The makers of AIR BUD return to the big screen with a winsome children’s film, MVP: MOST VALUABLE PRIMATE. Instead of a basketball-playing dog, the movie features a hockey-playing chimp named Jack. Slated for the research lab, this intelligent ape finds its way to Canada, where it inspires a local hockey team with its antics. The hockey team is led by a transplanted Californian named Steven, played by Kevin Zegers of the popular AIR BUD movies.
If the plot seems familiar, it is because it’s made by the same folks who made the AIR BUD movies, but, in spite of its familiarity, some silly over the top moments and a lot of monkeying around, MVP is a very winsome movie. Just when some silly antic is about to illicit a groan from the audience, the movie wins back the viewer's hearts. In the tradition of GORDY, BABE, AIR BUD, and other animal comedies, MVP stands out as very likeable and cute, with only a couple very minor flaws. Those include sometimes making animals seem more human than they really are and a subtle case against animal research, points that parents should discuss with their children
(BBB, C, V, M) Strong moral worldview with one reference to having faith & an implicit anthropomorphic view toward animals; no foul language; mild hockey violence including pushing, shoving against the boards, being hit by a puck, but very low key & mostly slapstick; no sex; no nudity except for chimpanzee; and, genius chimpanzee & very subtle case against animal research, which actually saves millions of human lives.

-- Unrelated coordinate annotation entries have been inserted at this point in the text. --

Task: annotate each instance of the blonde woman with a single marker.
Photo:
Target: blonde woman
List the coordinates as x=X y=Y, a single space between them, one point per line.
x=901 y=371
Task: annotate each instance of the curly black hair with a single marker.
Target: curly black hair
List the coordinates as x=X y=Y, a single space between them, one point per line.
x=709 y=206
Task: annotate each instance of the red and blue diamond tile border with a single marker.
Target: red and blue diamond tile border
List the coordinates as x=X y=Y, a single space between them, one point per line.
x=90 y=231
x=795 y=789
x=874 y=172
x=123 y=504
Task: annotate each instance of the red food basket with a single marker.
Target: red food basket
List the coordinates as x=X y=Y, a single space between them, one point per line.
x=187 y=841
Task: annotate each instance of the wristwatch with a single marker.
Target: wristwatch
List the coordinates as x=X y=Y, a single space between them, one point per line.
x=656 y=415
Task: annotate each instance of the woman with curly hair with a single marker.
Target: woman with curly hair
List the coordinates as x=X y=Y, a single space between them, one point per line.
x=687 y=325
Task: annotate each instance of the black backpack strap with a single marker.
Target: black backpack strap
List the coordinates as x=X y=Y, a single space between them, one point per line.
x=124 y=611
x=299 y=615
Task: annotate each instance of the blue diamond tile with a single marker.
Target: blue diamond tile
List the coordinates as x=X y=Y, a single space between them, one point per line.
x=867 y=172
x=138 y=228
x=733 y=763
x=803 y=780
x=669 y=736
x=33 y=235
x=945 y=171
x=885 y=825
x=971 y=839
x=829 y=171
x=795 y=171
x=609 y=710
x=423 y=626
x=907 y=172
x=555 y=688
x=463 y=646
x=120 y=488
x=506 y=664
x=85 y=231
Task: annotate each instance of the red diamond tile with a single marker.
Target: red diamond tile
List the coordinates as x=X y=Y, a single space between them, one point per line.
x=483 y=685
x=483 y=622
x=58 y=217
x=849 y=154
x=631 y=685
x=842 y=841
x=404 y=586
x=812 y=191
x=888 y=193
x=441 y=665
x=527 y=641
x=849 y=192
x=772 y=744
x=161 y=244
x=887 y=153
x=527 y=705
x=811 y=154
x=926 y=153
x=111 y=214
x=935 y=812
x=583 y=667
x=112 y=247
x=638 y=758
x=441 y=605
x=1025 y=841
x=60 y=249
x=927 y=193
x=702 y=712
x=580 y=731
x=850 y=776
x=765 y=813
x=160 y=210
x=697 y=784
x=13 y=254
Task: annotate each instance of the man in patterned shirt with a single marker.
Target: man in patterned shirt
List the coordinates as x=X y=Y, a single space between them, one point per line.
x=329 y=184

The makers of AIR BUD return to the big screen with a winsome children’s film, MVP: MOST VALUABLE PRIMATE. Now instead of a basketball-playing dog, the movie features a hockey-playing chimp.
The movie opens with an archetypal morning bedroom scene. This time, however, as the alarm rings, a hairy hand turns off the alarm clock. The covers go back to reveal a chimp, who proceeds to take a shower and brush his teeth. Next, he prepares coffee and breakfast, and finally heads out with two cups of coffee to the stage, where he sits down next to Dr. Kendall in front of an auditorium of students who are studying primate behavior. Clearly, this chimp is no chump, but as Dr. Kendall points out, he is Jack, a real genius with a wry sense of humor.
Dr. Kendall decides to give Jack a vacation at the wildlife park where he was born. However, when Dr. Kendall dies that very night, the Dean at the university, Dr. Peabody, decides to make some money by selling Jack to a hepatitis research laboratory.
Overhearing this diabolical plan, Jack’s keeper takes pity on Jack and puts him on a train to go back to the wildlife park. Regrettably, Jack sleeps through his stop and ends up at the end of the line in the frozen town of Nelson, Canada. There he meets deaf but not dumb Tara West and her hockey-playing brother Steven, who have just moved to Nelson. Steven has just joined the B-hockey team, made up of losers who couldn’t make it into the A-league. These losers consist of: a goalie who cannot see; the best player who feigns sickness so he doesn’t have to play; another player who prefers knitting; and, an assortment of oddballs who only seem to be found in these types of movies.
Steven is a gung-ho player, and, although he’s from California, he is very good. After getting his share of knocks on the ice, he inspires the team.
The team is even more inspired when Jack joins them on the ice. Jack can skate rings around everyone and has a wicked slapshot.
Naturally, the team goes from being in the B-league to the A-league, and makes it into the playoffs. At which time, Dr. Peabody locates Jack and comes to take him back to captivity.
If the plot seems familiar, it is, but, in spite of its familiarity, some silly over the top moments and a lot of monkeying around, MVP is a very winsome movie. Just when some silly antic is about to illicit a groan from the audience, the movie wins back the viewers hearts.
In the tradition of GORDY, BABE, AIR BUD, and other animal comedies, MVP stands out as very likeable and cute. There are two flaws. First, it anthropomorphizes Jack to such a degree that children should be cautioned that monkeys are not just little people with hair all over them. God created each species as their own kind. However, the good news is that the movie refrains from any evolutionary double speak. Secondly, the movie does make a very subtle case against animal research, again a point that should be clarified with children. These flaws are very minor, however.
The movie is full of good moral principles and good fun. If it doesn’t make you laugh and cry, you’re not a child at heart. Children of all ages will love MVP: MOST VALUABLE PRIMATE.